What can be done to ensure long-term care residents and their families feel heard and respected?
Par F.T.
As FCO members know, the decision to place a loved one into a long-term care home is not an easy one. When the time comes, it is critically important to consider the impact of transitioning to a long-term care home and to ensure that residents and their families feel heard and respected. Unfortunately, aging individuals are institutionally marginalized by society and can be left feeling isolated and unloved. Canada is not immune to this tragic fact. It took the coronavirus health crisis to show that our system has ignored and neglected long-term care home residents for far too long. While staff at most long-term care homes try to accommodate their residents, we have seen recent examples during the pandemic of an unacceptable level of disregard for basic human dignity as a result of a lack of staffing and funding. These problems can be magnified at culturally specific homes where factors such as lower funding, language barrier and lack of culturally inclusive foods and other products further amplify this issue. While useful in some cases, the implementation of a long-term home care action phone line isn’t sufficient to address the countless issues that arise on a daily basis when providing care for our elderly. Writing to the ministry or contacting the patient ombudsman can address some of those issues, but more needs to be done to ensure that residents and their families feel heard and respected.
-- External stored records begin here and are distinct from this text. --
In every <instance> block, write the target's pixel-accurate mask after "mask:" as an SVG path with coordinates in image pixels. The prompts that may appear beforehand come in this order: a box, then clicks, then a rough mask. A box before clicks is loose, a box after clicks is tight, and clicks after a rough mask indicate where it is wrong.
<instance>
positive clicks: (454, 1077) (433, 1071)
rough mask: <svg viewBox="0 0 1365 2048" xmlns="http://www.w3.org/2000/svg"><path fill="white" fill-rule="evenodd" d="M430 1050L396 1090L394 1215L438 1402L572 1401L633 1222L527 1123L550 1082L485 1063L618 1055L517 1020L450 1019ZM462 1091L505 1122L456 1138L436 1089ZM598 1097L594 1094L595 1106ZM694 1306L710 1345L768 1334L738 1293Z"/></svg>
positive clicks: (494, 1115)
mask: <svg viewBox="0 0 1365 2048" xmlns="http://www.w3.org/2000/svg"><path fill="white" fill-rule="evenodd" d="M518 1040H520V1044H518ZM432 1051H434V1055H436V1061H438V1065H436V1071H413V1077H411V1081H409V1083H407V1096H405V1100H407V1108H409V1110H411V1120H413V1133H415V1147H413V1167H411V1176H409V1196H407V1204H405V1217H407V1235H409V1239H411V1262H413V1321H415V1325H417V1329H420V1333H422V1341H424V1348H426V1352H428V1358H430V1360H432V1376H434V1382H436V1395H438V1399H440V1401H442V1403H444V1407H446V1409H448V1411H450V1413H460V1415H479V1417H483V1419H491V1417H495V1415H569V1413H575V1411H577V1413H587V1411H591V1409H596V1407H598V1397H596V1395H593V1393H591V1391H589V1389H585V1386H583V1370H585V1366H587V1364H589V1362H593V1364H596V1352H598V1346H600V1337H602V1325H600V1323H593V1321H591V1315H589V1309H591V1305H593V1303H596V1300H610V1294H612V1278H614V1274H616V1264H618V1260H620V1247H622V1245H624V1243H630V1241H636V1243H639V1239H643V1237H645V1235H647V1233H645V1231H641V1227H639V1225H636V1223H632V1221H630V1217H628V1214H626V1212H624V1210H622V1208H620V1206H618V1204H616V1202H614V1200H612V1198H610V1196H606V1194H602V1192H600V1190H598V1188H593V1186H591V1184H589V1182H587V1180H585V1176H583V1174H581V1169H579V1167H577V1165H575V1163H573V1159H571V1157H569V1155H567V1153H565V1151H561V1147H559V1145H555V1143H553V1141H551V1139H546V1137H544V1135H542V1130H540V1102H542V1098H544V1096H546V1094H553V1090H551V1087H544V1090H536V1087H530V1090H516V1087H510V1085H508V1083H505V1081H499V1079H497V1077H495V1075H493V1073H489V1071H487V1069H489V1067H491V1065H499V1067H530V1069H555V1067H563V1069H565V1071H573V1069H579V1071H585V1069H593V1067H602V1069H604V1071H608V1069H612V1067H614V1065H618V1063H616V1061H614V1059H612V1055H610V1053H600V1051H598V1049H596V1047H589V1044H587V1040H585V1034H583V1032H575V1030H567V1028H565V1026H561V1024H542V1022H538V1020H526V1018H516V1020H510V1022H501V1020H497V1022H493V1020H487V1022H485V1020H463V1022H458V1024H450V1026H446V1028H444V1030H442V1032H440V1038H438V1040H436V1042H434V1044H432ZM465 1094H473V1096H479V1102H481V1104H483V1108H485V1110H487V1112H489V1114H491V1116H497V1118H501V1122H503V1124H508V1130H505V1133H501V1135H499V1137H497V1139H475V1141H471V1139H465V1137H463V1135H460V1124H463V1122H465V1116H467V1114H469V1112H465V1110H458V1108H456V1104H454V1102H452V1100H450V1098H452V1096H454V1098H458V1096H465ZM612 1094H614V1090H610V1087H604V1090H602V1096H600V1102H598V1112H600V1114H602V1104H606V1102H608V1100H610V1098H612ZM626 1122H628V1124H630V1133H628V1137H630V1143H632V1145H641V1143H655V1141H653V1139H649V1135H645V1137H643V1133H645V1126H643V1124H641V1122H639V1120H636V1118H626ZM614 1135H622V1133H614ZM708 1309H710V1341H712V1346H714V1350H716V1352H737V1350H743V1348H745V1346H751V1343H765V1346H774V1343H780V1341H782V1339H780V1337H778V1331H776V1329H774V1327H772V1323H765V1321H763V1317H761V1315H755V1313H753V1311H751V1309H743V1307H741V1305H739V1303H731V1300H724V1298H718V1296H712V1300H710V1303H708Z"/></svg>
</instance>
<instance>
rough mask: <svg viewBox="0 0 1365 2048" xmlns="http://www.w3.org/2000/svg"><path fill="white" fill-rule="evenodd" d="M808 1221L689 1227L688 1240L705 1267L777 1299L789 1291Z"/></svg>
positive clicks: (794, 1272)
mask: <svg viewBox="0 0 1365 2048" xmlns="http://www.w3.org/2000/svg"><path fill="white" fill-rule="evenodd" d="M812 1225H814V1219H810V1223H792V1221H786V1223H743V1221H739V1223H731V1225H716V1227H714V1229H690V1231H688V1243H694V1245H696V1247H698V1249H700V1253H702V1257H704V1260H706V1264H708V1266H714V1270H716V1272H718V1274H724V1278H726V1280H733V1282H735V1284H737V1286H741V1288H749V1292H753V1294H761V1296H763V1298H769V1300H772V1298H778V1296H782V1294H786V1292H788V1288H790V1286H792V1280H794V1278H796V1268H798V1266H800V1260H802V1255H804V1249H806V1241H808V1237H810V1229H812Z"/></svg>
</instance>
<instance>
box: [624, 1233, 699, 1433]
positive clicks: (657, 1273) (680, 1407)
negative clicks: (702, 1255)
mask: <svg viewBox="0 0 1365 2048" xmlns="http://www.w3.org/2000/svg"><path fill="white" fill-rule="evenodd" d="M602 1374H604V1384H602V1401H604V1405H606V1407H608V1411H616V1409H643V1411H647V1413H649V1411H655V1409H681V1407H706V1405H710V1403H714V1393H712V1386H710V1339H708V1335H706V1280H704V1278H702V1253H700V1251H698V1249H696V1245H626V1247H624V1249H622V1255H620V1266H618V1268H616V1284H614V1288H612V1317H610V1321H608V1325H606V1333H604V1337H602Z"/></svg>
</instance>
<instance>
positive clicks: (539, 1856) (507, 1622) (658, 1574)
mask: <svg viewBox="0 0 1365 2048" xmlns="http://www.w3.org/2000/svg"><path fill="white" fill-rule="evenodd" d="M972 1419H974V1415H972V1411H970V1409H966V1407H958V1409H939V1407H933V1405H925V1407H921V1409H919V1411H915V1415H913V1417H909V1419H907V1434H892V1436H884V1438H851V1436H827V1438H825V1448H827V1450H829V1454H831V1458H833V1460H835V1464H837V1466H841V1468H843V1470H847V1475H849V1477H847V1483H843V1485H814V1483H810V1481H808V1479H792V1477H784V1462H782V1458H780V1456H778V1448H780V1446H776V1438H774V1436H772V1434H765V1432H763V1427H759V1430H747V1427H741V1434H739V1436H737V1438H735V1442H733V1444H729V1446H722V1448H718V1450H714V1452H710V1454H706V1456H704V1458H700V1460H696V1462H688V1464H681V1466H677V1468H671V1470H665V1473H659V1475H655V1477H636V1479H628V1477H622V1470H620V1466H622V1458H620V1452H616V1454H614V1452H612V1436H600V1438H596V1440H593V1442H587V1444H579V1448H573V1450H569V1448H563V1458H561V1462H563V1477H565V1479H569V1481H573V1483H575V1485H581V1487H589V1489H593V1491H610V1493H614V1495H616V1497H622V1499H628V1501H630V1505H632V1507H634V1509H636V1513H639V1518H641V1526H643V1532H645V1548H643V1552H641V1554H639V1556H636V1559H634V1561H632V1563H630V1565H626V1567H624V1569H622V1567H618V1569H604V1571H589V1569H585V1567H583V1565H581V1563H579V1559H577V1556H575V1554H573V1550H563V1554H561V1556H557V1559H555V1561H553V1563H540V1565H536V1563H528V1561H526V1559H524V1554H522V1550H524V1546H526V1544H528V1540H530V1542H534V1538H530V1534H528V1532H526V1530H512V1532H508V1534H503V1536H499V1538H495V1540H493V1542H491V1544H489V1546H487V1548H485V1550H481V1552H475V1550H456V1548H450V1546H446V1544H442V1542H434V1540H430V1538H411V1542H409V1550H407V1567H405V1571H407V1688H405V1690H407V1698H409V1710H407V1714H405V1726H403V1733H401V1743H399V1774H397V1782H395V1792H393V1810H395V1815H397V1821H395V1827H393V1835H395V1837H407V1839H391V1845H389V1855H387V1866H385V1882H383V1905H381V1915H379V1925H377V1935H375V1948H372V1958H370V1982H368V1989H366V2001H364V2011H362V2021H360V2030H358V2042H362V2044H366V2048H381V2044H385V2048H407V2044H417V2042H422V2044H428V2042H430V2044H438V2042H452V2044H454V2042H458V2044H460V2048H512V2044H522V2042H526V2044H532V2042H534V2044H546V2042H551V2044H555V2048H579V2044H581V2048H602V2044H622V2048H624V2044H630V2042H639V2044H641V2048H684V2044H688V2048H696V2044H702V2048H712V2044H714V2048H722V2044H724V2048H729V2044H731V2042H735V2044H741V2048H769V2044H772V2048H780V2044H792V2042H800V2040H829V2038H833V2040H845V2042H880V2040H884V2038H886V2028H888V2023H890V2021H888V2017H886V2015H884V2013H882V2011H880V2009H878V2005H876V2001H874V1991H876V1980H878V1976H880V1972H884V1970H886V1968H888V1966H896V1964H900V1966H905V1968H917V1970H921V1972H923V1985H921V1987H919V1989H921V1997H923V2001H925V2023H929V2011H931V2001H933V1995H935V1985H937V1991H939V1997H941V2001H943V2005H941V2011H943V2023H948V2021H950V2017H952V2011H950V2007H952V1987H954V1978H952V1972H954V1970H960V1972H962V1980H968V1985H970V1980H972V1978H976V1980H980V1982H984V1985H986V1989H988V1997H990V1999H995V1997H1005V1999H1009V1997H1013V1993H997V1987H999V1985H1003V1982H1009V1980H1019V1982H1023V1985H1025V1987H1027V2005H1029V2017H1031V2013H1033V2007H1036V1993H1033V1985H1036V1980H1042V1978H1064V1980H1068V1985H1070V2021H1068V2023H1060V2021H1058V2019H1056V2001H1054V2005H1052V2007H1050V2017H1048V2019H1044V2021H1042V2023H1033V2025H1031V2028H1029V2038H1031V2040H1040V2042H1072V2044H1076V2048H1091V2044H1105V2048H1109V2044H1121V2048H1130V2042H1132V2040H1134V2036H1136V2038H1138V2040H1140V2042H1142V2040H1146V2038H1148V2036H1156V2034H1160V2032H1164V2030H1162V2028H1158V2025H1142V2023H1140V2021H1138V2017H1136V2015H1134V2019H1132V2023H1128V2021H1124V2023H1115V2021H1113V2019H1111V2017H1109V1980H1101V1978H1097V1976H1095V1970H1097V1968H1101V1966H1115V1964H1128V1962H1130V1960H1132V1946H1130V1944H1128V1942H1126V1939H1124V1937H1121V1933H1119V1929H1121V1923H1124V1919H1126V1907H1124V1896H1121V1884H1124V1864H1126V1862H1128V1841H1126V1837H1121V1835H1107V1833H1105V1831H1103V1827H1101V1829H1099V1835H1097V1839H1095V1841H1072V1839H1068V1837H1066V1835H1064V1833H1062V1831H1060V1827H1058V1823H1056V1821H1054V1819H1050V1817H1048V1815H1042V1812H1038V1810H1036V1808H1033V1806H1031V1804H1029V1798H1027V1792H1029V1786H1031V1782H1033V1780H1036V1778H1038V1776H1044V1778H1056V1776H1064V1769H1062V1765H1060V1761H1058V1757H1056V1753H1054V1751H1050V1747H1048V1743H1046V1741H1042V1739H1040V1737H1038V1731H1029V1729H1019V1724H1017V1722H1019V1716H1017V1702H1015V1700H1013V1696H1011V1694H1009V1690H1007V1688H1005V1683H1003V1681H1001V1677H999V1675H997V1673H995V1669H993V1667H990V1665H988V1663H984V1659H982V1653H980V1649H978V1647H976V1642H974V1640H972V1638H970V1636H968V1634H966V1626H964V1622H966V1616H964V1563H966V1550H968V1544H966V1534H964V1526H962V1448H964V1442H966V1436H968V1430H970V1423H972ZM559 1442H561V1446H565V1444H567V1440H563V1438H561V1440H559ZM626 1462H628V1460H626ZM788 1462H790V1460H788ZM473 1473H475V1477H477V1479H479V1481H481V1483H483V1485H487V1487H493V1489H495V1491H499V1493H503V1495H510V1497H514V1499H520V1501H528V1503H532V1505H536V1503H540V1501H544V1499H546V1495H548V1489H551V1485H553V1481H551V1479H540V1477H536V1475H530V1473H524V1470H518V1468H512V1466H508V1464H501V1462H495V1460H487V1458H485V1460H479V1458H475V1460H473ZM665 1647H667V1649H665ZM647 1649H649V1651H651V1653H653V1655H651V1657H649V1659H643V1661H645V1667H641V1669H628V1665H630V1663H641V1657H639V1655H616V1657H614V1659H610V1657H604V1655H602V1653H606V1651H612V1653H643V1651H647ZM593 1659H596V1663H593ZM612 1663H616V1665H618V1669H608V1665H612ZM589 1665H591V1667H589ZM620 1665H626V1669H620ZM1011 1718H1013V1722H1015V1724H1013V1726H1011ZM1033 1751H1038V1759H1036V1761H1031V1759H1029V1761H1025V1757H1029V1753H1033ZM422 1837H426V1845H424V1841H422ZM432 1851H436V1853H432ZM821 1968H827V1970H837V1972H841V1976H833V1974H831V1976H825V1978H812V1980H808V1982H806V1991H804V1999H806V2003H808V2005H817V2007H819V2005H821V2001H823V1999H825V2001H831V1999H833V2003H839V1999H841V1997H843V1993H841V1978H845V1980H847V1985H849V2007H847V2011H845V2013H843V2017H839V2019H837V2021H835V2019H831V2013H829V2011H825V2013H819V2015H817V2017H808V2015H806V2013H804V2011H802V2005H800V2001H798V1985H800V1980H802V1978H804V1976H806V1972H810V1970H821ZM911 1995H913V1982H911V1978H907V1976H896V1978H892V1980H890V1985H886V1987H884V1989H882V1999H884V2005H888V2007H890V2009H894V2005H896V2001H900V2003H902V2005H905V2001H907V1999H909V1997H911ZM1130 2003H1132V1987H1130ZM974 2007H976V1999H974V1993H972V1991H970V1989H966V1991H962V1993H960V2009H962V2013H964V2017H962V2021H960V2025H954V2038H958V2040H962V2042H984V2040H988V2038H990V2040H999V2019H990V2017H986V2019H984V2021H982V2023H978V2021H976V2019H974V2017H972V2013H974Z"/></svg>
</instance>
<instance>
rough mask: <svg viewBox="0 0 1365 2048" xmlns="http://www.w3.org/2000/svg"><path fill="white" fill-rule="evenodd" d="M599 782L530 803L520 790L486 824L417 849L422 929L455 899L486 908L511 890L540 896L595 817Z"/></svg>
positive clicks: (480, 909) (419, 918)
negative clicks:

During the heights of the pandemic, we saw how many of our loved ones in long-term care homes were left to their own devices because of a lack of staff or funding. With many of the centers undergoing a COVID outbreak, visitations were stalled and there was no way to contact residents for long periods of time, many of whom passed away due to prolonged lack of medical care and neglect. We need to recognize that caring for the most vulnerable members of our society should be prioritized and given the precedence it deserves. We should also be reminded that neglect is a type of abuse as well. Even the most dedicated LTC employees can be overworked to the point of not being able to provide the quality of care needed. This cannot be an option as failing to provide the proper care to the frail can lead to tragic consequences. The solution starts with providing a proper level of staffing at all times. This means more funding at the federal, provincial, and municipal levels. More funding leads to higher wages that will attract the most qualified candidates to care for our loved ones. We’ve all worked jobs at some point in our lives that we resented because we had no other option. Caring for our elderly should not be one of those jobs. Community integration is needed to support our loved ones and those who have no one outside of their immediate caregivers in their long-term care homes. Regular social interactions can make all the difference in the world in providing an emotionally healthy life for long-term care residents. To be heard and respected, voices of long-term care residents and their loved ones need to be amplified by advocates working in the field, and they need to be part of the conversation in the rebuilding of the broken long-term care sector post COVID in a manner that offers them self-determinism and dignity.